Structure and cohesin-dockerin interface of RfCohScaB3-Doc1a and RfCohScaA-Doc1b. (A) Structure of RfCohScaB3-Doc1a complex with the dockerin in green and the cohesin in light blue. The dockerin N- and C- terminus and the α-helices are labeled, and a dotted molecular surface representation is shown. The cohesin blue molecular surface is represented. (B) Structure of RfCohScaA-Doc1b complex with the dockerin in gray and the cohesin in brown, using a similar layout as in panel A. but showing instead the transparent gray molecular surface of the dockerin. (C) Overlay of both complexes showing the main polar interactions at the Coh-Doc interface. (D) Overlay of both complexes showing the main hydrophobic interactions at the Coh-Doc interface. In panels C and D. the most important residues involved in Coh-Doc recognition are depicted as ball&stick configuration, with a dark background label for the Doc residues and a light background label for the Coh residues, using the Doc1a/Doc1b and CohScaB3/CohScaA numbering. Solid black lines mark hydrogen-bonds interactions. Ca2+ ions are depicted as purple spheres. In all panels, the transparent orange disk marks the plane defined by the 8-3-6-5 β-sheet, where the β-strands form a distinctive dockerin-interacting plateau.

Structures of RfCohScaB3 and RfCohScaA in complex with their cognate Docs

The structures of R. flavefaciens RfCohScaB3 and RfCohScaA Cohs in complex with RfDoc1a and RfDoc1b, respectively display striking structural similarities presenting a rmsd of 0.45 Å over 136 main chain carbon atoms. As proposed above, the Doc-interacting β-sandwich face comprised β-strands 8, 3, 6 and 5 (Figure S2). No α-helices were identified in RfCohScaB3 and RfCohScaA Cohs (Fig. 2A,B; Figure S2), and they thus lack the distinctive α-helix connecting β-strands 4 and 5 in other bacterial Cohs as well as the large β-flap disrupting β-strand 8, previously observed in the R. flavefaciens ScaC group 3 Coh (ref. 12; Figure S2). The structure of RfCohScaB3, whether unbound or in complex with RfDoc1a, was essentially identical (rmsd ~0.37 Å). Thus, similar to previous descriptions15, 16, Cohs appear to be highly stable modules that do not undergo significant conformational changes upon binding to their Doc ligands.
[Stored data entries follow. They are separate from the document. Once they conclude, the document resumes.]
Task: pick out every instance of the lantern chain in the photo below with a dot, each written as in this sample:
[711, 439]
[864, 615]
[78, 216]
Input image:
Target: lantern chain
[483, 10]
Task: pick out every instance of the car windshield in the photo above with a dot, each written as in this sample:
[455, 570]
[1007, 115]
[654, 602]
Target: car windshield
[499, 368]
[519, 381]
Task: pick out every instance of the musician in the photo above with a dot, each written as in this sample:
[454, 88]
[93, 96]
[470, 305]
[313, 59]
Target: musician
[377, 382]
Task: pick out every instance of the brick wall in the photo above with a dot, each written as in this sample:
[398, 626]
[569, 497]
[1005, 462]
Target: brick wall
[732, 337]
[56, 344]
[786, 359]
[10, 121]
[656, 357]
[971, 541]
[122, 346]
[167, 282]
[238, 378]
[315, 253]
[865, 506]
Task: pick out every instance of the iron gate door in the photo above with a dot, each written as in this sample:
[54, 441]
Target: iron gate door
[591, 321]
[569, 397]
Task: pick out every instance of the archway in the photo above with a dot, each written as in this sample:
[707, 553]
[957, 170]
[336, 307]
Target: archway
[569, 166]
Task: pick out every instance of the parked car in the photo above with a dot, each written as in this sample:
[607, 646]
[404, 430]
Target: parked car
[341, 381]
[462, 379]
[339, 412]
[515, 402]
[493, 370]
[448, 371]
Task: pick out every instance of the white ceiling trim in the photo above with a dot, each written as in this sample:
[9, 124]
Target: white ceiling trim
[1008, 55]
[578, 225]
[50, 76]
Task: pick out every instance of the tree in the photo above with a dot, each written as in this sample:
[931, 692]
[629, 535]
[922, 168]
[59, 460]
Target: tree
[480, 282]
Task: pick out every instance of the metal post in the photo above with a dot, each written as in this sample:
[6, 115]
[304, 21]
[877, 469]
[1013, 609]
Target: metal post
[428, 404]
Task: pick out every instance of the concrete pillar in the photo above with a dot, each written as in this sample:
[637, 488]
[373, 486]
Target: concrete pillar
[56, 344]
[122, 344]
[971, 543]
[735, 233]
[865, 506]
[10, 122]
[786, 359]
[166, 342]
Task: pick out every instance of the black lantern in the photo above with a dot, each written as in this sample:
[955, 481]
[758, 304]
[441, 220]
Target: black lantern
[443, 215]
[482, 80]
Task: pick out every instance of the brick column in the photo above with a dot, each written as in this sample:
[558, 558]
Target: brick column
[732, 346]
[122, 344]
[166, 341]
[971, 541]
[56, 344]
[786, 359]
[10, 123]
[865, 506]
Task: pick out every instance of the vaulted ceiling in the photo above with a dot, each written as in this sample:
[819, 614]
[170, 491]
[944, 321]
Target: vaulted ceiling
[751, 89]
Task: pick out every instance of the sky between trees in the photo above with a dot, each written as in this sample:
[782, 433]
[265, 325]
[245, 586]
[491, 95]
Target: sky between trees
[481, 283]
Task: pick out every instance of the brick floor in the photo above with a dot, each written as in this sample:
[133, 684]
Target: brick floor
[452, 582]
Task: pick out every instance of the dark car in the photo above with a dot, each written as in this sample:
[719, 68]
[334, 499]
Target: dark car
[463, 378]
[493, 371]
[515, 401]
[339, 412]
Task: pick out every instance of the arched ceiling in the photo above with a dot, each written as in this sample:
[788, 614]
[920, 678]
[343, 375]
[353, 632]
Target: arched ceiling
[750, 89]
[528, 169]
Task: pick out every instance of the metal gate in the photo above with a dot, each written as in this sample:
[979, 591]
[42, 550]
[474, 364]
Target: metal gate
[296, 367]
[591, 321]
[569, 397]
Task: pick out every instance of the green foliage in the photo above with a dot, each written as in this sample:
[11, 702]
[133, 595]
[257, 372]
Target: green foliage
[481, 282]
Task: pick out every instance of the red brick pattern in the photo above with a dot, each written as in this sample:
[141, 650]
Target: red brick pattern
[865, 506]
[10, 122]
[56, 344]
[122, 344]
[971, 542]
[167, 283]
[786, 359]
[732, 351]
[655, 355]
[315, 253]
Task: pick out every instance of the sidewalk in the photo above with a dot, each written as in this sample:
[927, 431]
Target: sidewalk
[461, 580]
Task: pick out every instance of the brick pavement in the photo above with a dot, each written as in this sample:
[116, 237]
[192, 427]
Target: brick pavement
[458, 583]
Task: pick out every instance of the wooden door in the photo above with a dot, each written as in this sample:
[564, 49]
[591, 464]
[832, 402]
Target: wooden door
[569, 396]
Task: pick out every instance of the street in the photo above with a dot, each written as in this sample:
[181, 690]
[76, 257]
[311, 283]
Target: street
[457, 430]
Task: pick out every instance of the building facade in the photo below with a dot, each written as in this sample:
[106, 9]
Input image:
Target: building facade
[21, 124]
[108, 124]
Structures of RfDoc1a and RfDoc1b in complex with their cognate Cohs

The structures of RfDoc1a and RfDoc1b in complex with RfCohScaB3 and RfCohScaA Cohs, respectively, comprise two α-helices arranged in antiparallel orientation extending from residues (using RfDoc1a/RfDoc1b numbering) Ile-39/Ile-39 to Tyr-55/Phe-55 (helix-1) and Val-76/Asn-84 to Leu-89/Leu-97 (helix-3). The two loops connecting these structural elements, in RfDoc1a and RfDoc1b, contain a seven-residue α-helix (helix-2) extending from Asp-59/Ala-67 to Ala-65/Gly-73, respectively (Fig. 2A,B). The tertiary structures of RfDoc1a and RfDoc1b adopt a similar fold with an rmsd of 0.9 Å over 68 main chain carbon atoms. Major structural differences between RfDoc1a and RfDoc1b Docs involve the loop extending from helix-1 and helix-2, which is longer in RfDoc1b reflecting the previously identified longer linker region connecting the two duplicated repeats of group 1b Docs10. The overall tertiary structure of RfDoc1a and RfDoc1b is very similar to the enzyme-borne Docs from C. thermocellum (rmsd of ~1.4 Å, over 64 residues), A. cellulolyticus (rmsd of ~1.8 Å, over 67 residues), and R. flavefaciens group 3 Doc (Doc3) that binds the ScaC Coh (rmsd of 1.82 Å, over 59 residues). Both RfDoc1a and RfDoc1b contain two Ca2+ ions coordinated by several amino-acid residues, similar to the canonical EF-hand loop motif described in all other Docs18. The Ca2+ bound to the N-terminal repeat has a typical n, n + 2, n + 4, n + 11, plus a water molecule, pattern of coordination (Figure S3). In contrast, the second Ca2+-binding region has an atypical coordination arrangement of n, n + 6, n + 12 plus a water molecule (Figure S3).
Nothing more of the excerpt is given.